The Holiday Makers: Magazines, Advertising, and Mass Tourism in Postwar America

The Holiday Makers: Magazines, Advertising, and Mass Tourism in Postwar America book cover

The Holiday Makers: Magazines, Advertising, and Mass Tourism in Postwar America

Author(s): Richard K. Popp (Author) (Author)

  • Publisher: LSU Press
  • Publication Date: 30 May 2012
  • Edition: Illustrated
  • Language: English
  • Print length: 250 pages
  • ISBN-10: 0807142840
  • ISBN-13: 9780807142844

Book Description

In mid-twentieth-century America, mass tourism became emblematic of the expanding horizons associated with an affluent, industrial society. Nowhere was the image of leisurely travel more visible than in the parade of glossy articles and advertisements that beckoned readers from the pages of popular magazines. In Richard K. Popp’s The Holiday Makers, the magazine industry serves as a window into postwar media and consumer society, showing how the dynamics of market research and commercial print culture helped shape ideas about place, mobility, and leisure.

Magazine publishers saw travel content as a way to connect audiences to a booming ad sector, while middlebrow editors believed sightseeing travel was a means of fostering a classless society at home and harmony abroad. Expanding transportation networks and free time lay at the heart of this idealized vision. Holiday magazine heralded nothing less than the dawn of a new era, calling it “”the age of Mobile Man — Man gifted, for the first time in history, with leisure and the means to enjoy distance on a global scale.”” For their part, advertisers understood that selling tourism meant turning “”dreams into action,”” as ad executive David Ogilvy put it. Doing so involved everything from countering ugly stereotypes to tapping into desires for “”authentic”” places and self-actualization.

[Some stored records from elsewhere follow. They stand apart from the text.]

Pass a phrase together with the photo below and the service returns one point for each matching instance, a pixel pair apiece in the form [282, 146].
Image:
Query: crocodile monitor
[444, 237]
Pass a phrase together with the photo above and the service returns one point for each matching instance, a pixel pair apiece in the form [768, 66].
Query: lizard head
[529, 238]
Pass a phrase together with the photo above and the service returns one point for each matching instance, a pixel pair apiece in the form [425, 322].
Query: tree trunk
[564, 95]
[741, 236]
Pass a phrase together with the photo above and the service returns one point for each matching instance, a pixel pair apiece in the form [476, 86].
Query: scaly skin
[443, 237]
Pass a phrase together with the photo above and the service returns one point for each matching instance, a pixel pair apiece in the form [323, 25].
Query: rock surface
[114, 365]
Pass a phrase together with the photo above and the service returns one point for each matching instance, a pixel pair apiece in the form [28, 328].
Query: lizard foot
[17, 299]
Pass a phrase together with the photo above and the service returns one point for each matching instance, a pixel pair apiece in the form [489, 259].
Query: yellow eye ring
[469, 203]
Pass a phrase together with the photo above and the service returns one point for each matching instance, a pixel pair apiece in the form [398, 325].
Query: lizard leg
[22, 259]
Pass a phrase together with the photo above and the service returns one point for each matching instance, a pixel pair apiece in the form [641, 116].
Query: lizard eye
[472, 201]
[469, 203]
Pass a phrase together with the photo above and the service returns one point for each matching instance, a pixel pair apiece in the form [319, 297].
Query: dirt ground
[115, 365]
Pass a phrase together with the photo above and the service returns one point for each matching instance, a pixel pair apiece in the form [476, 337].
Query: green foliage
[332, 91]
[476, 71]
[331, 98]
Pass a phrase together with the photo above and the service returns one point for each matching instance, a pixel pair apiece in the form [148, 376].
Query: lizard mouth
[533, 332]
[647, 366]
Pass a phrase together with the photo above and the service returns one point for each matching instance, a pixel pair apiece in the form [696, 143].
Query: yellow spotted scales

Though tourism was publicly touted in egalitarian terms, publishers and advertisers privately came to see it as an easy way to segment the elite free spenders from the penny-pinching masses. Just as importantly, marketers identified correlations between an interest in travel and other consumer behavior. Ultimately, Popp contends, the selling of tourism in postwar America played an early, integral role in the shift toward lifestyle marketing, an experiential service economy, and contributed to escalating levels of social inequality.

Editorial Reviews

Book Description

Between the 1930s and 1960s, the spread of new transportation networks and the democratization of paid vacations struck many observers as a sign that tourism was growing into a folkway of modern American life. Easy mobility and free time lay at the heart of this idealized vision, and vacations were seen as a ritualized expression of the movement and egalitarianism that characterized midcentury modernity. The Holiday Makers tells the story of how advertisers sold tourist travel in popular magazines during this era, transforming consumer culture in the process.

About the Author

Richard K. Popp is assistant professor of media studies at the University of Wisconsin–Milwaukee.